The class com.google.refine.importers.ImportingParserBase contains three public parseOneFile methods. Two of them only throw a NotImplementedException.
The one method with the implementation seems to be invoked only from within the class. Therefore, it could be private. The TODO comment already suggests that. I tried to change the visibility to private and it worked without problem.
I guess you have to implement one of the two unimplemented methods. Therefore, they are not abstract. As a beginner, I find that a bit confusing. I probably stumbled over that when working on an import for the Apache Parquet format (issue #1929). So far, my import has only ever returned a NotImplementedException via the web interface.
The class com.google.refine.importers.ImportingParserBase contains three public parseOneFile methods. Two of them only throw a NotImplementedException.

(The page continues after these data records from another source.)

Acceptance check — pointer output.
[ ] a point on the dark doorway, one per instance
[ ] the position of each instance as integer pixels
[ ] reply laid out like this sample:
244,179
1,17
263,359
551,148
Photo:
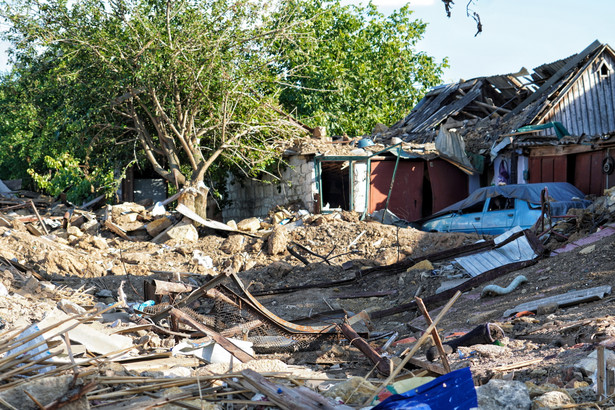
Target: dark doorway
335,177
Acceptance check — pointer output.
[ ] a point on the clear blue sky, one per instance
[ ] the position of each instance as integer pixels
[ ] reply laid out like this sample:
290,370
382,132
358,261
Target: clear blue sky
519,33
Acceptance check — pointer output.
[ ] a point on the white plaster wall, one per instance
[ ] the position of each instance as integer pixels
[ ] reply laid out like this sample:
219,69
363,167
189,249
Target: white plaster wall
359,189
298,184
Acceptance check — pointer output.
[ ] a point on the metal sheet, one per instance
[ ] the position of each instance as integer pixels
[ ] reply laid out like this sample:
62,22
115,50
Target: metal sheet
513,252
563,300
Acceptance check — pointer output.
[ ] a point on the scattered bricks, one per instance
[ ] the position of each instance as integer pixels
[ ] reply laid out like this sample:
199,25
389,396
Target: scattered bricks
158,225
278,240
183,231
249,225
547,309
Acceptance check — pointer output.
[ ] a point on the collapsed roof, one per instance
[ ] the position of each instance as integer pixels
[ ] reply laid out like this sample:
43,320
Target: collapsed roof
484,109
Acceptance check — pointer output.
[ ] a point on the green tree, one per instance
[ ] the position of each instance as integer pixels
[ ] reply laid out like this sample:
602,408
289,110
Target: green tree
197,85
189,79
363,69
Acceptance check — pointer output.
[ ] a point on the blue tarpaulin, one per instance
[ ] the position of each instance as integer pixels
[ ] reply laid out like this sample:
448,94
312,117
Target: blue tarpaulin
561,194
453,391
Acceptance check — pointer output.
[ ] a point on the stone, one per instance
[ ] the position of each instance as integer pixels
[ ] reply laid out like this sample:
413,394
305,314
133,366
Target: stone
279,269
70,307
90,227
157,226
249,225
389,256
379,129
73,230
45,390
98,242
135,258
277,241
547,309
183,231
503,395
104,293
355,390
551,400
587,250
422,265
127,207
319,132
233,244
589,365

The one method with the implementation seems to be invoked only from within the class. Therefore, it could be private. The TODO comment already suggests that. I tried to change the visibility to private and it worked without problem.
I guess you have to implement one of the two unimplemented methods. Therefore, they are not abstract. As a beginner, I find that a bit confusing. I probably stumbled over that when working on an import for the Apache Parquet format (issue #1929).

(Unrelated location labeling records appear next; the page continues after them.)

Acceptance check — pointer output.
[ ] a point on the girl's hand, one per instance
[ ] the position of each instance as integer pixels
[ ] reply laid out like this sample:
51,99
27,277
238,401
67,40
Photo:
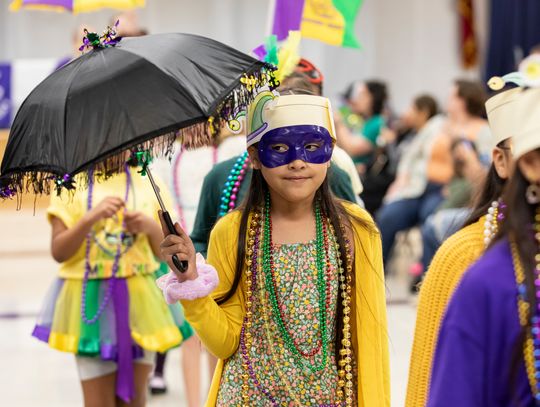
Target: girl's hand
138,222
105,209
180,245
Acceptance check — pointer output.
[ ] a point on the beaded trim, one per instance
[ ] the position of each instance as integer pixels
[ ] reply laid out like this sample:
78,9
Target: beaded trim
230,191
494,216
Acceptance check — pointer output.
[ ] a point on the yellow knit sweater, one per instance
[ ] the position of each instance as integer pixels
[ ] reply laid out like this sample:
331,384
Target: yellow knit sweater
451,261
218,326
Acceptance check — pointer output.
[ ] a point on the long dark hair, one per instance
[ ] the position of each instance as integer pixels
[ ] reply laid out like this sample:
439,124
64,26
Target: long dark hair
516,226
330,206
492,190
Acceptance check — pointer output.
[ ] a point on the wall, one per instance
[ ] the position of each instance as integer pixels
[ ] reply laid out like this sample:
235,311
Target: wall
412,44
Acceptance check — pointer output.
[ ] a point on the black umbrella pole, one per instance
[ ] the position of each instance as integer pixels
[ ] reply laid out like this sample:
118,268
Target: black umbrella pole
180,265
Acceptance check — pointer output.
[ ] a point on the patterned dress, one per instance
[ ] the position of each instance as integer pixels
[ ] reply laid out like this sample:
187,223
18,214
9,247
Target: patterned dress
276,368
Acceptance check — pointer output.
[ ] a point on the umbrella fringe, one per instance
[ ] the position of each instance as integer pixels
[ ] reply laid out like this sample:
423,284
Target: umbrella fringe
46,181
197,135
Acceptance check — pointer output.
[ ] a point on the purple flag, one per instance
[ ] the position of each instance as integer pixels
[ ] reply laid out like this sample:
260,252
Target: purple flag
5,96
287,17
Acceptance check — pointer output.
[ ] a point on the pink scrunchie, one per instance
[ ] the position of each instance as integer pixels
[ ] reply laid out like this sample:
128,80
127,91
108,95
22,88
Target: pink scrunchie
173,290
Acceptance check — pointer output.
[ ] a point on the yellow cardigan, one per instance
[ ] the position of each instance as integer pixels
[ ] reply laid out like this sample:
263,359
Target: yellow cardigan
219,326
451,261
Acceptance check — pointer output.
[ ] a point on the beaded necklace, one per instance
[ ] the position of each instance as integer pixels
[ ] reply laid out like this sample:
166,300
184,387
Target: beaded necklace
494,216
271,287
345,382
268,332
126,239
232,186
88,267
531,347
176,184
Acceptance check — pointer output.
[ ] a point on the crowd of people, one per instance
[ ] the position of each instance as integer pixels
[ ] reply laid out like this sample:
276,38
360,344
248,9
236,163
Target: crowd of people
292,232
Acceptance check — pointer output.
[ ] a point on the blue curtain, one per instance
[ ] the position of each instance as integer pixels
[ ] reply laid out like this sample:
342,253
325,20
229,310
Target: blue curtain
514,30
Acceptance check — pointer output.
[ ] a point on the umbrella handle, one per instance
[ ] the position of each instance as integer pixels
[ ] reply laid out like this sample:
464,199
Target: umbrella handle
180,265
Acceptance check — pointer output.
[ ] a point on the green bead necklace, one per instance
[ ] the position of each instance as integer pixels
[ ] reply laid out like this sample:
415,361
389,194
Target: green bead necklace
324,294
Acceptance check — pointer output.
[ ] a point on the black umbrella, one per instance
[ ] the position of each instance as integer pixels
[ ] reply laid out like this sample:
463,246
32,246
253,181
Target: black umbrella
138,95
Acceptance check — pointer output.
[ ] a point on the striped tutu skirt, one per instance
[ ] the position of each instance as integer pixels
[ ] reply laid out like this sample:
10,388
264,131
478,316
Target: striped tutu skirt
136,314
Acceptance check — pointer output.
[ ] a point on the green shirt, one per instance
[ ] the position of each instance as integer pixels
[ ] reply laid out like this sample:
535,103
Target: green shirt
370,131
214,182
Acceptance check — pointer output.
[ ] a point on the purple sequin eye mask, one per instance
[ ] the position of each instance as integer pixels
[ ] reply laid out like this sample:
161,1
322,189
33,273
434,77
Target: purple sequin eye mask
311,144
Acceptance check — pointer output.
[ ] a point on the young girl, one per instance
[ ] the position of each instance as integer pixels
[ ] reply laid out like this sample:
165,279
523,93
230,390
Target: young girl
488,352
105,306
298,317
462,249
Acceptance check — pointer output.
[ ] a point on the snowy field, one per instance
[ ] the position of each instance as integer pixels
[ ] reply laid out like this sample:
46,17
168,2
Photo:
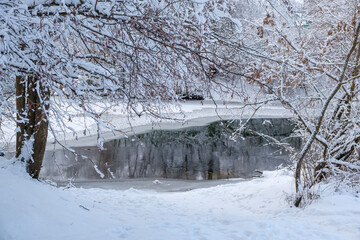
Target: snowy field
254,209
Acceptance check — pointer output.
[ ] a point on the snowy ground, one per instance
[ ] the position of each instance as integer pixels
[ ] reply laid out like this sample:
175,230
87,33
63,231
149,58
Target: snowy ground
255,209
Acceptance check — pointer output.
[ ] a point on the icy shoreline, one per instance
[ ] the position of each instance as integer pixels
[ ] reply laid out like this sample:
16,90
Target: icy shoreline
256,209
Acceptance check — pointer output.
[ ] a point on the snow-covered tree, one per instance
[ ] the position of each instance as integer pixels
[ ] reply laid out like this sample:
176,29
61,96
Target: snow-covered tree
72,53
307,58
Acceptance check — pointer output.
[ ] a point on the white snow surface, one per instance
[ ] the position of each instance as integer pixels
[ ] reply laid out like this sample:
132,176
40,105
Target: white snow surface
255,209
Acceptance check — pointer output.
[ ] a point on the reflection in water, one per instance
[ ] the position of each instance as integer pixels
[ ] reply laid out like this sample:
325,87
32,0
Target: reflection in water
206,152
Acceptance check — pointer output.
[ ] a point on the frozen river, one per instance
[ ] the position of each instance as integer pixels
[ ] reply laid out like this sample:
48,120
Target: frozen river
194,153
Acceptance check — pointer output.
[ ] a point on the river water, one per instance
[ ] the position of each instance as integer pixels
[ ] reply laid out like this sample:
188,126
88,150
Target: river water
195,153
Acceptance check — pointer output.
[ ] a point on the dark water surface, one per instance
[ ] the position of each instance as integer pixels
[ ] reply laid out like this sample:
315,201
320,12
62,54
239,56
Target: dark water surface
194,153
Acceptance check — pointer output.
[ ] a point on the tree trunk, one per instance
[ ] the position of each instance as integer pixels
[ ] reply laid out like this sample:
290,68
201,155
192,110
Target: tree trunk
31,104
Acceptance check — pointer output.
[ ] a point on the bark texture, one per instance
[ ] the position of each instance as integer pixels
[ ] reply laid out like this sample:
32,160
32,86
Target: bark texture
31,104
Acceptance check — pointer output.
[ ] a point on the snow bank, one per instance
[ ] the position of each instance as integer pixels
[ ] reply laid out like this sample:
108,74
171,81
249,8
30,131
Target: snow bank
256,209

Your guess is correct. There are definitely cleaner and less confusing ways to design this API, but it's a bit of legacy cruft. The history is that only one of the two styles of interface were supported initially (probably the Reader version, but I'm not 100% sure) because that worked with the initial set of importers. When an importer which needed access to the raw InputStream was contemplated, the API was refactored while attempting to maintain maximum source and binary API compatibility. This API could certainly be cleaned up and the Java language has had a lot of enhancements in the last 14 years (the current API was implemented in 2011) which might make it easier to do in a non-breaking way.

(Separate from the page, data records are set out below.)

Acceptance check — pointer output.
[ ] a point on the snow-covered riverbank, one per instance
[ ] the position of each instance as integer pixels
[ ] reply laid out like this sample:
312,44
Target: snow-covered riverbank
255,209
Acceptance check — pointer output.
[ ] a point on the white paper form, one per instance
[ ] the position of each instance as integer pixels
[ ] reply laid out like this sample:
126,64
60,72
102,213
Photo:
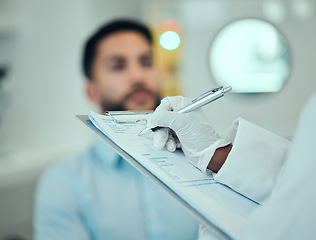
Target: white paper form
222,207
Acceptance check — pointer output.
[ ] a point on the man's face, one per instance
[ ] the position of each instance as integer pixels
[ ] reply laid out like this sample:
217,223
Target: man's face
123,74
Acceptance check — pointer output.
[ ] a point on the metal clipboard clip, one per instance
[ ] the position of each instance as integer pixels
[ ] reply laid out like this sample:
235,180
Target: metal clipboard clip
111,114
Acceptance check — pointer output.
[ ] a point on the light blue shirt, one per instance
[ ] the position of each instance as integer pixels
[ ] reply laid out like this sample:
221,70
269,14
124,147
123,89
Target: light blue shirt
98,195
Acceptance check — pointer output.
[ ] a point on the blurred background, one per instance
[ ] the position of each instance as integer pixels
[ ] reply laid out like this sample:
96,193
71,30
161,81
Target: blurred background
264,49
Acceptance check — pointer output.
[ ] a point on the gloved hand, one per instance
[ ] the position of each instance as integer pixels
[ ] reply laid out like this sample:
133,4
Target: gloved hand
190,131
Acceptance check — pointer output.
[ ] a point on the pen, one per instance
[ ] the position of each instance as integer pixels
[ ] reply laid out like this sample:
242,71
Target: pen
198,102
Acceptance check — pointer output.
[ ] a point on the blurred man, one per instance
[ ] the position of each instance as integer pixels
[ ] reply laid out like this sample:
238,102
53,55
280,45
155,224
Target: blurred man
96,194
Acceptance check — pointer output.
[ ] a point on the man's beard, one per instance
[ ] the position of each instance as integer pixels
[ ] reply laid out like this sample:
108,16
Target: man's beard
121,105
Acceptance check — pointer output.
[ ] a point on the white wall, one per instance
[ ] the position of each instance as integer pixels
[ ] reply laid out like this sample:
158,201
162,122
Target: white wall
42,40
44,43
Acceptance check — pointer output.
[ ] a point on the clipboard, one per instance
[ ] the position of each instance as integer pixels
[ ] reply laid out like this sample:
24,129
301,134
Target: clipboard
215,228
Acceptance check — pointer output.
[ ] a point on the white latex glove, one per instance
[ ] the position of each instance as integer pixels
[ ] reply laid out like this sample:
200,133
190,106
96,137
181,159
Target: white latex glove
194,134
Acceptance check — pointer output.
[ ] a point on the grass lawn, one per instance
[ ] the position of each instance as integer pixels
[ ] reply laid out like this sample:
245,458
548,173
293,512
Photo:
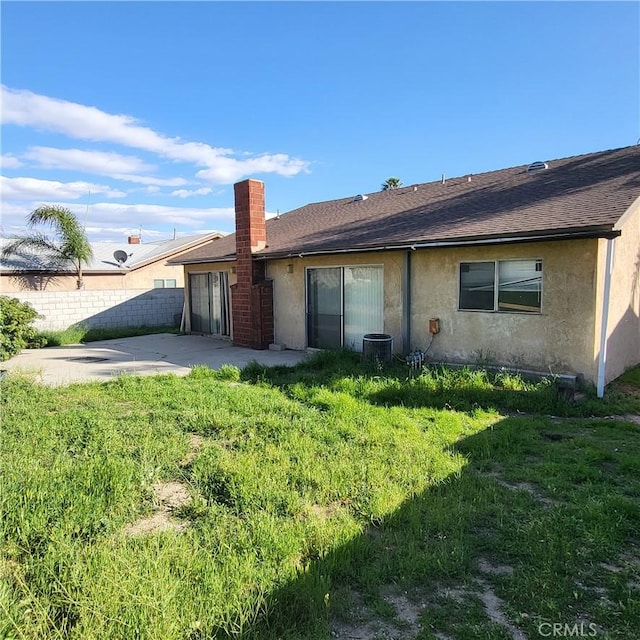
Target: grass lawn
320,501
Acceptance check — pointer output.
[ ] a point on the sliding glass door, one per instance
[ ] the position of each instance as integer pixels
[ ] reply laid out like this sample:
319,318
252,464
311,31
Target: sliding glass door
209,303
344,304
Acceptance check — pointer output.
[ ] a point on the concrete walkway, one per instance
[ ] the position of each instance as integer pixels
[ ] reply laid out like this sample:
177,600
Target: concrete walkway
142,355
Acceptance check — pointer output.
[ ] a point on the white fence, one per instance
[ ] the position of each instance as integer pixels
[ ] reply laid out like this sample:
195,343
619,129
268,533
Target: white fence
104,308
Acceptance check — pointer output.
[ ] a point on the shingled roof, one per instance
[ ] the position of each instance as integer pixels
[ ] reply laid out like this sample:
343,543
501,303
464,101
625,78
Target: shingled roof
580,196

So far, my import has only ever returned a NotImplementedException via the web interface.
The most likely cause for that is a mismatch by the constructor call and the method that you've implemented. The argument to the constructor (useInputStream = true/false) will determine which method the calling framework uses.
Let us know if you have any other questions. It's great to see this importer being worked on!
BTW, I need to refresh my memory about the dataflow, but I suspect that this can be refactored to expose the SeekableInputStream which Parquet requires. That was a bigger task than I had time for when I first took at hack at this last year, but your implementation is a good incentive to re-address the topic.